Crepe paper festoons dangle from the ceiling proclaiming bon vivants welcome! The menu is varied with appetizers including cañicas (tiny meatballs in chipotle sauce), chistorras (chorizo rolls): popular in the Mexican capital. We start with the chilaquiles platter, the “tacos crispi” and of course, a juicy quesadilla. The chilaquiles, usually served for breakfast, were outstanding. Each tortilla strip was lightly-coated with a slightly piquant green tomatillo sauce, pulled chicken and fresh cheese. The tacos were lavish layers of lemony lettuce, avocado and tomato atop a crunchy tortilla shell lathered with braised pork shoulder. The quesadilla served with a smooth guacamole was a nice, though uninventive, way to round out the starters.

The décor of Museo is lively and its wait staff engaging. Sarapes drape the windows and portraits of famous Mexicans adorn the walls. A full mariachi orchestra (minus the harp!) parades throughout the multilevel complex on a Friday night when reservations are strongly encouraged. González, jovial and upbeat, spends the evening engaging guests. All those around are feeling the effects of the agave liquid. He tenderly explains that he went from “selling art and gems to selling guacamole and beans.”

To a Mexican, mole is like an Ajiáco to Colombians and mothers make it best. There is no official recipe, but its preparation is a labor of love, as over 20 different ingredients including various chiles, peanuts, almonds, pumpkin and sesame seeds, cinnamon and chocolate are called to battle each other creating a glossy and complex sauce.
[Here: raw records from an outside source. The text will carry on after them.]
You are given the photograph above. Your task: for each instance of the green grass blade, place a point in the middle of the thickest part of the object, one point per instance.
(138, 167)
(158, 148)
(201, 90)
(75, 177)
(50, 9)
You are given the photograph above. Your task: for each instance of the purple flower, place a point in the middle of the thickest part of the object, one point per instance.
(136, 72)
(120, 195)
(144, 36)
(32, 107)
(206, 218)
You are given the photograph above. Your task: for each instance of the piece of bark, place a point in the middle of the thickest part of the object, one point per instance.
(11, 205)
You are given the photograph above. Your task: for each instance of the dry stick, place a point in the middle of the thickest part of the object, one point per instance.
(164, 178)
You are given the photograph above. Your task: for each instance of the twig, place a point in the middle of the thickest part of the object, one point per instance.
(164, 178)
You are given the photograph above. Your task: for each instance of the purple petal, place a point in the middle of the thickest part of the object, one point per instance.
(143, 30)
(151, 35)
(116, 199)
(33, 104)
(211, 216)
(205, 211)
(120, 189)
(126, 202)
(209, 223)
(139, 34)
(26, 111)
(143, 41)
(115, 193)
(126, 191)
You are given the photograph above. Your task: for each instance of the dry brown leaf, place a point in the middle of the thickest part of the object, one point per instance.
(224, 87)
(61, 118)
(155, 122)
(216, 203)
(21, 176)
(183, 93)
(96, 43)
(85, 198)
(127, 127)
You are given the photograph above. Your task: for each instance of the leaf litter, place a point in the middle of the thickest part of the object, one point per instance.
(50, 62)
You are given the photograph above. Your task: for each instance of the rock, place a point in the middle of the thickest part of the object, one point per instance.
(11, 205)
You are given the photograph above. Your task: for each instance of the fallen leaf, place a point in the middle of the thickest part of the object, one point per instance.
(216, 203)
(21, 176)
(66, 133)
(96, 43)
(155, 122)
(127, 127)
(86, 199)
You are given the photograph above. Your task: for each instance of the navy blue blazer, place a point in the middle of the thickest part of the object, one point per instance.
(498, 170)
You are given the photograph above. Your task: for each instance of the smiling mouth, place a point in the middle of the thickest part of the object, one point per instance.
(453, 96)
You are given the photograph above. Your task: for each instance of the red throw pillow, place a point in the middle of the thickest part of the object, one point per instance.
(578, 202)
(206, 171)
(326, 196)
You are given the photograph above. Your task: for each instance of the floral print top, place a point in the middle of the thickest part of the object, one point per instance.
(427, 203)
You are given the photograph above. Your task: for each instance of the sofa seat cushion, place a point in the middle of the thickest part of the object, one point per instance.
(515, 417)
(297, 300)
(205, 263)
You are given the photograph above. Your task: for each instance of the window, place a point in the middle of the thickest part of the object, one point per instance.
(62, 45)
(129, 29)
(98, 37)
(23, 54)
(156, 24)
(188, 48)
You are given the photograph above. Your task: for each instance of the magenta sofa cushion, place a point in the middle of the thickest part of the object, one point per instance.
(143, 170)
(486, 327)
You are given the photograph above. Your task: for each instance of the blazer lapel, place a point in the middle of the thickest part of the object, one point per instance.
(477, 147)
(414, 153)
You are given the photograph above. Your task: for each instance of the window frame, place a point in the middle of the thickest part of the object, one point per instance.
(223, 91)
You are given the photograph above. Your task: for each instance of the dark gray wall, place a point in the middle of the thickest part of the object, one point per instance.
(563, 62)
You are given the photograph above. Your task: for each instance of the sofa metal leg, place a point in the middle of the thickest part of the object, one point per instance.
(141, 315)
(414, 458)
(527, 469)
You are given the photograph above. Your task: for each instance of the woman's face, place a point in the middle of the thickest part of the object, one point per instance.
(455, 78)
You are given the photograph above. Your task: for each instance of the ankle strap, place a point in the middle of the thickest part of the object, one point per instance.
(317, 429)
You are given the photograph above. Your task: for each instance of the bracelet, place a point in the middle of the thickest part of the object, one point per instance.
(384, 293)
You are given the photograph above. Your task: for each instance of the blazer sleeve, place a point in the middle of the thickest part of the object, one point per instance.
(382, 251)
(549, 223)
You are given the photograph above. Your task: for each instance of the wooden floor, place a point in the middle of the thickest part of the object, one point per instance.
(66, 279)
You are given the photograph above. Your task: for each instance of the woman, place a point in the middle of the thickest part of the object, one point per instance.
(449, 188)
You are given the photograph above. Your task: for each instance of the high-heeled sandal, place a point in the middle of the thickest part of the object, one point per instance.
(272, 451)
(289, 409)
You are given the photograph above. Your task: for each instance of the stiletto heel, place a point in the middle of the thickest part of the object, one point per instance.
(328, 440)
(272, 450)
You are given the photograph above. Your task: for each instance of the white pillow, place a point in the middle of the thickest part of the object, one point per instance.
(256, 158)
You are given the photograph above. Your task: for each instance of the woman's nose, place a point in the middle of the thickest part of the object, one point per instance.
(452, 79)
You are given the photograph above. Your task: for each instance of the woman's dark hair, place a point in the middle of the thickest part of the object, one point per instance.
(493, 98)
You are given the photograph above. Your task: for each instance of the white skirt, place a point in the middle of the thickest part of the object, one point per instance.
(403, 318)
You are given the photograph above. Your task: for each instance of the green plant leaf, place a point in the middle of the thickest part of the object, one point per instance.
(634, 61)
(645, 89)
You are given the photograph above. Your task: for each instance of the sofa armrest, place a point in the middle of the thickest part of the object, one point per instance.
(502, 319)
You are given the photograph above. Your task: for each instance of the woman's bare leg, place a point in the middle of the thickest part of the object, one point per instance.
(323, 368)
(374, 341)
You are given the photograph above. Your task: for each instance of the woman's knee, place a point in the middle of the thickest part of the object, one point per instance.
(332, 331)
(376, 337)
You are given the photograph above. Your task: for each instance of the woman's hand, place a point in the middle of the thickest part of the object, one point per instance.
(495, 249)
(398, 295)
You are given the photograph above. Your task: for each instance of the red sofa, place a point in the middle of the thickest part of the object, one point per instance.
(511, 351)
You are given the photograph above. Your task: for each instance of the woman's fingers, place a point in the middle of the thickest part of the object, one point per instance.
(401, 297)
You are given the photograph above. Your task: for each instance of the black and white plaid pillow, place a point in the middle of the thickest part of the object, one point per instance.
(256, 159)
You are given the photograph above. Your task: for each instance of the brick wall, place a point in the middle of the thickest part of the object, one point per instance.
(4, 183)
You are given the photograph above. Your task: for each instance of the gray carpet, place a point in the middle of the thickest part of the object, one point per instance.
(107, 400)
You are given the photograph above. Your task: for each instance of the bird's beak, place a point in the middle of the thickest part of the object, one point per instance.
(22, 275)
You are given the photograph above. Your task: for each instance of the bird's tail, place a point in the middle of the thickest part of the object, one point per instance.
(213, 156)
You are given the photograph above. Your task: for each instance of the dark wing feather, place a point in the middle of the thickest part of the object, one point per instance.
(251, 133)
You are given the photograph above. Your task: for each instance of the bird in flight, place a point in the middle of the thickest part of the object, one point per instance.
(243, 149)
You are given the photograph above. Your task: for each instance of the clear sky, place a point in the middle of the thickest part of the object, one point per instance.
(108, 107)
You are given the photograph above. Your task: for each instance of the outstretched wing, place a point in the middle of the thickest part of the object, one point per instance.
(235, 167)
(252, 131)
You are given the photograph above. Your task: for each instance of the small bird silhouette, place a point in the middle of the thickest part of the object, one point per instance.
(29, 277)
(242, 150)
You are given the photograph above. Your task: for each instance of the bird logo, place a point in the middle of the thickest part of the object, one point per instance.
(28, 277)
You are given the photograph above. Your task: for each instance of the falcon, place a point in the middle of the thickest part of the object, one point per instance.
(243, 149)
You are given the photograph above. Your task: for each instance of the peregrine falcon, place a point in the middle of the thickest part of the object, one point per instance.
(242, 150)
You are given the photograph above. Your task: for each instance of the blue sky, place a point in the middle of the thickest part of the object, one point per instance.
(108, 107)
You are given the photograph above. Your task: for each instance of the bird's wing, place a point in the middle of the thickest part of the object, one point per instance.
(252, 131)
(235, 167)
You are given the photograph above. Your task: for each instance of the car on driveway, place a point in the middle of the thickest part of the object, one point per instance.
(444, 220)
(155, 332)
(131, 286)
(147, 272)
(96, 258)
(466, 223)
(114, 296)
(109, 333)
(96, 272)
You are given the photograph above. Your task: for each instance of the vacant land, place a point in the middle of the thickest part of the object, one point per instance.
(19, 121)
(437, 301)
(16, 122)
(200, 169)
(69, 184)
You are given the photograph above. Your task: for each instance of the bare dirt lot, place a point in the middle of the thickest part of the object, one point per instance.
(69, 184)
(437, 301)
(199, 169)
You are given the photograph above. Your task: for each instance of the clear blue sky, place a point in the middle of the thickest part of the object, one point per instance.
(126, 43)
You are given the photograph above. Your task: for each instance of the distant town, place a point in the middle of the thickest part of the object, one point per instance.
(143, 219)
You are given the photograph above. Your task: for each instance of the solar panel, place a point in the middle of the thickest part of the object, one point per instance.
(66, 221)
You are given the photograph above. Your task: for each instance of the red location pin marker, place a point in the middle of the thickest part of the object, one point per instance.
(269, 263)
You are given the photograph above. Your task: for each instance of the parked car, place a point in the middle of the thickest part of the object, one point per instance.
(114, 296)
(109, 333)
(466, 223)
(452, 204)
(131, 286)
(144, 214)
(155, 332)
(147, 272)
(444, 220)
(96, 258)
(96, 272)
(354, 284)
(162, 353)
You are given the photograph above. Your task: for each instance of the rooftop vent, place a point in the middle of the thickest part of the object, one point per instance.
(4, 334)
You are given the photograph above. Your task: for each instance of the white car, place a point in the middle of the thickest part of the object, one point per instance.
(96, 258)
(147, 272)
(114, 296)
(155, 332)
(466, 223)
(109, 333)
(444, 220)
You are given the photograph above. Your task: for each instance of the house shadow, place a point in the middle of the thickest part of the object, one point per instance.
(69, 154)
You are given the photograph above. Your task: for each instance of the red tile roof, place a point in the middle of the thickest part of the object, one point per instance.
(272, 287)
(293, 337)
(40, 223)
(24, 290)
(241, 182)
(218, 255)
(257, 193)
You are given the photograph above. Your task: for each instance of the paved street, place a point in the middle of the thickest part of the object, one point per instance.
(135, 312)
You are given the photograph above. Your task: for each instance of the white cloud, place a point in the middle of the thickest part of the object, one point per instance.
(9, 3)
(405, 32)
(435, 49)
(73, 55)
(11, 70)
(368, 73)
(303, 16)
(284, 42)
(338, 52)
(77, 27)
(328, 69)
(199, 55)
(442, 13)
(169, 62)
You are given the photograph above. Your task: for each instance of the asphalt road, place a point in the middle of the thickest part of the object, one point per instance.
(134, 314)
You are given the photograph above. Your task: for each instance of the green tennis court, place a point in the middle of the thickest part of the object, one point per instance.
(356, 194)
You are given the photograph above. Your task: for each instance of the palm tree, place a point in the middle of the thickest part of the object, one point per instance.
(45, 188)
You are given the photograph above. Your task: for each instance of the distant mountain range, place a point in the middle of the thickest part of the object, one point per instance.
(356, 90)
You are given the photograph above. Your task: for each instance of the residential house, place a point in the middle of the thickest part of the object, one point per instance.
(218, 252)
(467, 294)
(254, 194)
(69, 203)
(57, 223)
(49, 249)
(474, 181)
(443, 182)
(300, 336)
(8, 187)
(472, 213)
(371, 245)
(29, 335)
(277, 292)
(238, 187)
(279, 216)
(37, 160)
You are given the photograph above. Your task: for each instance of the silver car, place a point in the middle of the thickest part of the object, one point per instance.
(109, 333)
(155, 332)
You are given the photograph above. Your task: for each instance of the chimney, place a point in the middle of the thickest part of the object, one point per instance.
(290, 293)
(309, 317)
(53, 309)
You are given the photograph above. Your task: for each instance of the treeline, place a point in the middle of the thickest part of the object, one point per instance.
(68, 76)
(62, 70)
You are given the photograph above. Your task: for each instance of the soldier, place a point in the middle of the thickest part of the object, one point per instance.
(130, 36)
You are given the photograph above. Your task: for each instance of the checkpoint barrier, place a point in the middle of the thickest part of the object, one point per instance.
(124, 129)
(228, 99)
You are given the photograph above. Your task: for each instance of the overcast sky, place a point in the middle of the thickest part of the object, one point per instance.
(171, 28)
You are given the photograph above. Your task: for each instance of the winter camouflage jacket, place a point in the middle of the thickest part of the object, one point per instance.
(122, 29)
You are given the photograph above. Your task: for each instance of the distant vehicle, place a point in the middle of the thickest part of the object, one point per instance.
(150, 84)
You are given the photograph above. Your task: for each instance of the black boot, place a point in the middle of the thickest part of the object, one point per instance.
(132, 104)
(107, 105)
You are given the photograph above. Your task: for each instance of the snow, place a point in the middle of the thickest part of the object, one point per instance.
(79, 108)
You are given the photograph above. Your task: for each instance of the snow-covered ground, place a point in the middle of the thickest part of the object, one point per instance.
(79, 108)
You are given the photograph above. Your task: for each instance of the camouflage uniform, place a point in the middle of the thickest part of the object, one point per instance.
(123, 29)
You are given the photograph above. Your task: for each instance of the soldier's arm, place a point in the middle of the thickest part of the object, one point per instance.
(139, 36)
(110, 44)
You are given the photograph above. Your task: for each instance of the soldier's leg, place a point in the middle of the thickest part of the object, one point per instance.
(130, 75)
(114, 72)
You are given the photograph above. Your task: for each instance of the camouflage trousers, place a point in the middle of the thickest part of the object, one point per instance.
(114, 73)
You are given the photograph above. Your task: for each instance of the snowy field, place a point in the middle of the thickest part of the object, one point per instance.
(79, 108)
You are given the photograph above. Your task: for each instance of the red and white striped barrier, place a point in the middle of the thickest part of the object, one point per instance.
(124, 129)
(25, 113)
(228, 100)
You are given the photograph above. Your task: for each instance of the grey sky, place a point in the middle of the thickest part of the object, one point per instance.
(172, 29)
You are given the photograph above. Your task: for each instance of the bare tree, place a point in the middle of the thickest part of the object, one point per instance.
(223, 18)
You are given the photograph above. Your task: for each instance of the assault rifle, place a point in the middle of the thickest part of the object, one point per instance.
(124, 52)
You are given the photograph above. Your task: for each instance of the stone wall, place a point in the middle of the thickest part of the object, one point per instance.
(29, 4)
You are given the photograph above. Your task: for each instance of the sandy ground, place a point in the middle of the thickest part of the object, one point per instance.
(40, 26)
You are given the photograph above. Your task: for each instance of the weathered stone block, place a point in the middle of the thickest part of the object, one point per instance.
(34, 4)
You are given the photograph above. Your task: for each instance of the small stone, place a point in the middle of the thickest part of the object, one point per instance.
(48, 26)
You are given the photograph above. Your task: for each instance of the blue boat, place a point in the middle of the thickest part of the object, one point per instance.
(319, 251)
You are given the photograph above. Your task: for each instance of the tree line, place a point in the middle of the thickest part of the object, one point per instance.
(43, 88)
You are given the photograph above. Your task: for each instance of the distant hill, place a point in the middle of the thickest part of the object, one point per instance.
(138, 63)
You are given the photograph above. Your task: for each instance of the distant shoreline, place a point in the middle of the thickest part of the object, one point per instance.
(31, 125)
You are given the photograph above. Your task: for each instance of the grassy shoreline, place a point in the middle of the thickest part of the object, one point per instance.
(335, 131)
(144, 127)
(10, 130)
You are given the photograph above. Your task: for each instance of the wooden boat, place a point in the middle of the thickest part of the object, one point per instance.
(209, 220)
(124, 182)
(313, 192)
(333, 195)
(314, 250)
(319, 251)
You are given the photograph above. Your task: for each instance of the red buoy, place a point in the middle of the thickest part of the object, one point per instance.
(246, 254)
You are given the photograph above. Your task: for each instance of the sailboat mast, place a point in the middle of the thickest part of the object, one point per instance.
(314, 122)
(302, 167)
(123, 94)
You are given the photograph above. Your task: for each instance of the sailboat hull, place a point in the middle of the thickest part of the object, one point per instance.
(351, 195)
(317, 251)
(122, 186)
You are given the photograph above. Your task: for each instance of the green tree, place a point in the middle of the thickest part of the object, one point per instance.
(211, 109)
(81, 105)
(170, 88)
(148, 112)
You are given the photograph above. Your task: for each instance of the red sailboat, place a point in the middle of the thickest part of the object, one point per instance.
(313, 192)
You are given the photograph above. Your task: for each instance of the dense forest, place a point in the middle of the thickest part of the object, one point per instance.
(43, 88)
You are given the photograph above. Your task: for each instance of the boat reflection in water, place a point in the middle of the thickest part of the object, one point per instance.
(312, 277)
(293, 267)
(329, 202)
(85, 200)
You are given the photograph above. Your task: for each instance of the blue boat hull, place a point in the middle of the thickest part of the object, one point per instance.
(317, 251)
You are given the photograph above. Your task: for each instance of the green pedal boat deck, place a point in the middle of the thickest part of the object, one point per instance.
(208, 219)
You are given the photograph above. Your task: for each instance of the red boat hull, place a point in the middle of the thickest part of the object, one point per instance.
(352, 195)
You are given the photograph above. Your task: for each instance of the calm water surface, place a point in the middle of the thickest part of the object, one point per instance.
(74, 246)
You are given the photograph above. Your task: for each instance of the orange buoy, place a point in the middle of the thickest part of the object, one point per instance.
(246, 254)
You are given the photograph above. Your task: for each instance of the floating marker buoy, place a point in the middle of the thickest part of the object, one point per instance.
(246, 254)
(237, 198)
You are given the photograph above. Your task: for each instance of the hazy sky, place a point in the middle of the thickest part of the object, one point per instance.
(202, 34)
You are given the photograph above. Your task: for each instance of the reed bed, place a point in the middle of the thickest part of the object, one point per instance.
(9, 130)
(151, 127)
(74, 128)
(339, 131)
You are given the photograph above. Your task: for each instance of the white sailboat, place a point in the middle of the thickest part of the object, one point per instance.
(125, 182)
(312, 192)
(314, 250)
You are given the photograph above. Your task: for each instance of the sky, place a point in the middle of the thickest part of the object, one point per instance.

While tequila aficionados order rounds by the bottle at Museo, there’s plenty of agave in some of the main dishes such as the tampiqueñas a la tequilana. This sizzling platter of tender skirt steak, comes served with all the traditional favorites: sautéed onions and good guacamole. Creamy refried beans accompany this and every main dish.

The plates are not overwhelmingly spicy at the Museo and the waiters are very accommodating to one’s level of “heat” tolerance: so let them know what you can endure when it comes to the jalapeños, the chiles and they’ll pass it on to the kitchen.

The secret of Museo del Tequila’s appeal is its clarity of purpose: it aims to please. Whether in the mood for a raucous party or out on a date, the experience is all out Mexican. Generous portions want you asking for more, the request-a-song ambience of the roving mariachi tests your vocal stamina and when the last drop of agave is poured, you want to cry: Ay! Ay! Ay!